Relation is corrected for a
series of risk markers. Abbreviation:
ESRD, endstage
renal disease. Reprinted
with permission.212
Most studies that assessed the efficacy of ACE inhibitors or ARBs in people with diabetes and albuminuria were conducted in people with hypertension or in a mix of subjects with and without hypertension. Therefore, there are not abundant data to direct therapy for normotensive people with diabetes who have microalbuminuria or macroalbuminuria. However, the consensus of the Work Group was that the benefits of ACE inhibitors and ARBs for reducing albuminuria and delaying kidney disease progression are likely to be similar among most people with diabetes and albuminuria, regardless of their blood pressure level.

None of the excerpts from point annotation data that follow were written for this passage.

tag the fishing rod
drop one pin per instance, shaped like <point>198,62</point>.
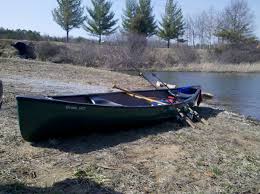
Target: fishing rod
<point>188,110</point>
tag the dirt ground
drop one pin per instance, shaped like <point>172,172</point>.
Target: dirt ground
<point>168,158</point>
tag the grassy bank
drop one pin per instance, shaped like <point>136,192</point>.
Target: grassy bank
<point>223,157</point>
<point>118,57</point>
<point>211,67</point>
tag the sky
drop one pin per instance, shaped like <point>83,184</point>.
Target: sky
<point>36,14</point>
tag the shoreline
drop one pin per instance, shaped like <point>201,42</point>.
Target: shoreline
<point>201,67</point>
<point>220,157</point>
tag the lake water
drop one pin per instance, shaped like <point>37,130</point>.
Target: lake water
<point>237,92</point>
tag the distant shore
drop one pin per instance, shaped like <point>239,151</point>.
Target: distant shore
<point>211,67</point>
<point>220,157</point>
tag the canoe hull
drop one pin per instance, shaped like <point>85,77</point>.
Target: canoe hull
<point>41,118</point>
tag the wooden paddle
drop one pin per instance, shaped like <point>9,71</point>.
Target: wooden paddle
<point>181,115</point>
<point>139,96</point>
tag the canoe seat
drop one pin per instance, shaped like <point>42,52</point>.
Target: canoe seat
<point>101,101</point>
<point>182,95</point>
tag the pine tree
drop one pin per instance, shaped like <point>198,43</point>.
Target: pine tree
<point>100,19</point>
<point>69,15</point>
<point>129,14</point>
<point>172,25</point>
<point>146,18</point>
<point>139,19</point>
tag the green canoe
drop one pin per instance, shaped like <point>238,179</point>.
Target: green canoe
<point>55,116</point>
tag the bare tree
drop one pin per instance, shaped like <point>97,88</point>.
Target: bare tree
<point>236,22</point>
<point>190,30</point>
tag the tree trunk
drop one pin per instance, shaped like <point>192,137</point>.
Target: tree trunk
<point>100,39</point>
<point>168,45</point>
<point>67,40</point>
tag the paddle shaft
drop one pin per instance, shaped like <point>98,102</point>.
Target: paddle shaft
<point>142,75</point>
<point>186,119</point>
<point>139,96</point>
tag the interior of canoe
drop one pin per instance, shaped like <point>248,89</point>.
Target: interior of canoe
<point>122,99</point>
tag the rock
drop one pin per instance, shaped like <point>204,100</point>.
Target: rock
<point>25,51</point>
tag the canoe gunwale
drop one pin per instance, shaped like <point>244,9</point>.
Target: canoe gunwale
<point>51,99</point>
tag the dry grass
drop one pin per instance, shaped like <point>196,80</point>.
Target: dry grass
<point>210,67</point>
<point>223,157</point>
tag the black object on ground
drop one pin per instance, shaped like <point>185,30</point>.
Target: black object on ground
<point>25,51</point>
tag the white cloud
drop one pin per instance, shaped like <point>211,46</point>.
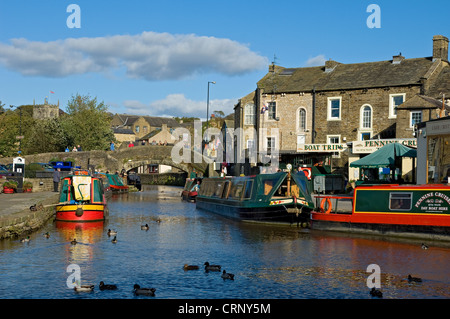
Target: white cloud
<point>179,105</point>
<point>316,61</point>
<point>149,55</point>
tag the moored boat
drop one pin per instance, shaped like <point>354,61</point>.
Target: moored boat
<point>116,183</point>
<point>421,211</point>
<point>278,197</point>
<point>82,198</point>
<point>191,188</point>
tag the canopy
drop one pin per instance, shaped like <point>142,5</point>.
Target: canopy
<point>385,156</point>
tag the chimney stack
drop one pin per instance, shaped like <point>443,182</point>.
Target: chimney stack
<point>330,65</point>
<point>440,47</point>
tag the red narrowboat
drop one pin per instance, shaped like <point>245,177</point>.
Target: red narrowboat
<point>421,211</point>
<point>82,198</point>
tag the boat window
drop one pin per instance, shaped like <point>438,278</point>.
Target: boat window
<point>268,185</point>
<point>238,190</point>
<point>226,189</point>
<point>65,191</point>
<point>400,201</point>
<point>97,192</point>
<point>218,189</point>
<point>248,189</point>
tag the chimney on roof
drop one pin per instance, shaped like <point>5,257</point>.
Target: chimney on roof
<point>440,47</point>
<point>397,59</point>
<point>330,65</point>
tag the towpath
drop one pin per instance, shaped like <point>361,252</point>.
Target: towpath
<point>16,217</point>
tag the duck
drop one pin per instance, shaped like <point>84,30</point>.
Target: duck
<point>84,288</point>
<point>414,279</point>
<point>143,291</point>
<point>190,267</point>
<point>102,286</point>
<point>376,293</point>
<point>25,240</point>
<point>209,267</point>
<point>112,232</point>
<point>226,275</point>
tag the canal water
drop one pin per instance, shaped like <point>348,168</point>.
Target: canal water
<point>276,262</point>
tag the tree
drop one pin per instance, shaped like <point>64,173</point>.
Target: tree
<point>47,136</point>
<point>87,123</point>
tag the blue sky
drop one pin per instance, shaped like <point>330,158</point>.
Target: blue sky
<point>156,57</point>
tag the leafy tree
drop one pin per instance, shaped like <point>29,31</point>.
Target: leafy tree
<point>47,136</point>
<point>87,123</point>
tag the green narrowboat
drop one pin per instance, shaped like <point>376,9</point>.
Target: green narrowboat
<point>278,197</point>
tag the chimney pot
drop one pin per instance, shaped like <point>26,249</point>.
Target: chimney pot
<point>330,65</point>
<point>440,47</point>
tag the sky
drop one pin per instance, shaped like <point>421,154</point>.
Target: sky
<point>156,57</point>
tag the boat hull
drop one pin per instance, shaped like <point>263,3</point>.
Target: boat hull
<point>268,214</point>
<point>81,213</point>
<point>420,211</point>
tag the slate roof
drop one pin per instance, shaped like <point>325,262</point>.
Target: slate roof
<point>347,76</point>
<point>154,121</point>
<point>421,102</point>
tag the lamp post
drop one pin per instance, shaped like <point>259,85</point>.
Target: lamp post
<point>207,107</point>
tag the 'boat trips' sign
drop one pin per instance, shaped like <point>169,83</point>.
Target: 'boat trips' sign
<point>303,148</point>
<point>370,146</point>
<point>433,202</point>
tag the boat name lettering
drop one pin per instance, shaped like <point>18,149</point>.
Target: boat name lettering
<point>428,195</point>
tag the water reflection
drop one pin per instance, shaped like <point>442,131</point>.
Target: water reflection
<point>268,261</point>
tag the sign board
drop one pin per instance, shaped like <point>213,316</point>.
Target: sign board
<point>321,148</point>
<point>441,127</point>
<point>370,146</point>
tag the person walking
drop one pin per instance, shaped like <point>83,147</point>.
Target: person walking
<point>56,179</point>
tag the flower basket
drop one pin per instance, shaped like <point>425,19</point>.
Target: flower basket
<point>27,187</point>
<point>9,187</point>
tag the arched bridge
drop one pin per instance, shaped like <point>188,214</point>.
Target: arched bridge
<point>125,158</point>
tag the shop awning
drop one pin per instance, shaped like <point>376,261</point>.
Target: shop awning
<point>385,156</point>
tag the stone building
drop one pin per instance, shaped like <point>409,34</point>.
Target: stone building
<point>45,111</point>
<point>141,125</point>
<point>313,108</point>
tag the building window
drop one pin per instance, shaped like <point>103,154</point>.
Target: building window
<point>416,117</point>
<point>272,110</point>
<point>302,120</point>
<point>394,101</point>
<point>271,144</point>
<point>334,108</point>
<point>366,117</point>
<point>249,114</point>
<point>334,139</point>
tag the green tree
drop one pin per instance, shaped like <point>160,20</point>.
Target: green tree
<point>47,136</point>
<point>87,123</point>
<point>12,125</point>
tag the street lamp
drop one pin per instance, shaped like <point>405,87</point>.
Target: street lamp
<point>207,106</point>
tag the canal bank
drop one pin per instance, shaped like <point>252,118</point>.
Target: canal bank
<point>16,218</point>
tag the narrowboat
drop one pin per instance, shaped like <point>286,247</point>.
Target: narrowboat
<point>420,211</point>
<point>81,199</point>
<point>191,188</point>
<point>116,184</point>
<point>278,197</point>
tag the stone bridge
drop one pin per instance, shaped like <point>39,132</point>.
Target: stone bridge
<point>125,158</point>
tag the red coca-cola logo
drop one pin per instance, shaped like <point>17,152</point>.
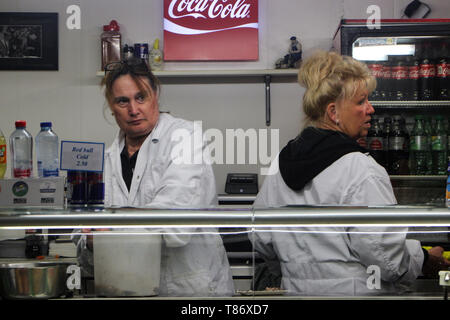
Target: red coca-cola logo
<point>414,72</point>
<point>400,73</point>
<point>376,70</point>
<point>427,70</point>
<point>375,144</point>
<point>209,9</point>
<point>211,29</point>
<point>442,70</point>
<point>387,72</point>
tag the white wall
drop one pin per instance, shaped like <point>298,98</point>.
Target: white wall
<point>71,97</point>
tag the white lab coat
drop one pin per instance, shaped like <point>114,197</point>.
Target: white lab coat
<point>337,262</point>
<point>191,264</point>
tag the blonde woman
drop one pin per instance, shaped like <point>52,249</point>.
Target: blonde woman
<point>325,165</point>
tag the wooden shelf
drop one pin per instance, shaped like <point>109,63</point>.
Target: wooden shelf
<point>266,76</point>
<point>221,73</point>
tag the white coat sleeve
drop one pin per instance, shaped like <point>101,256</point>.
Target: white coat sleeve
<point>185,184</point>
<point>400,260</point>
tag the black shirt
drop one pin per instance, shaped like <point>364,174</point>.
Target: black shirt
<point>128,164</point>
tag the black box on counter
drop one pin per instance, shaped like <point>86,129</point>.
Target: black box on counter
<point>32,192</point>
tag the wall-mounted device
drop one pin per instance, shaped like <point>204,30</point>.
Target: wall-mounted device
<point>241,183</point>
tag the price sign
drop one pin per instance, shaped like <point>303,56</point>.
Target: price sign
<point>82,156</point>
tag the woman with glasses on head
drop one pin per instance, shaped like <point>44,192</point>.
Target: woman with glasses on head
<point>142,170</point>
<point>324,165</point>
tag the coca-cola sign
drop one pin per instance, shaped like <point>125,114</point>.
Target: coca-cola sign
<point>210,30</point>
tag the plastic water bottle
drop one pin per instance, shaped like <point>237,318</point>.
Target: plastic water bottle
<point>2,155</point>
<point>47,151</point>
<point>156,58</point>
<point>21,144</point>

In addition, in people with type 2 diabetes, microalbuminuria may represent early kidney injury or may be a manifestation of endothelial dysfunction and generalized vascular injury. The relative contribution of these 2 causes may vary in each patient. Given the uncertainty regarding the presence of kidney disease in subjects with microalbuminuria and the lack of clinical end points in trials of patients with diabetes and microalbuminuria, the Work Group's recommendations for use of ACE inhibitors and ARBs in normotensive people with diabetes and microalbuminuria are less strong than in those with macroalbuminuria.
Figure 25. Kaplan-Meier Analysis of Kidney End Points (Doubling of Serum Creatinine [SCr], SCr Level > 6 mg/dL, or CKD Stage 5) by Level of Proteinuria Change in the First 12 Months of IDNT. Reprinted with permission.210
In normotensive people with diabetes and albuminuria, the target dose of ACE inhibitors or ARBs is unknown. In the absence of side effects or adverse events (eg, hyperkalemia), the Work Group recommends titration up to the maximum approved dose.
Placing people with microalbuminuria and diabetes on therapy with an ACE inhibitor or ARB may lead to less attention to glycemic control. The National Health and Nutrition Examination Survey (NHANES) 1999 to 2000 demonstrated that glycemic control has worsened in patients with diabetes and microalbuminuria, which may be caused by health care providers believing that RAS inhibition will reduce albuminuria and thus protect patients from clinical end points.484 The Work Group emphasizes the importance of glycemic control to prevent and treat albuminuria, as well as to reduce the overall risks of diabetes.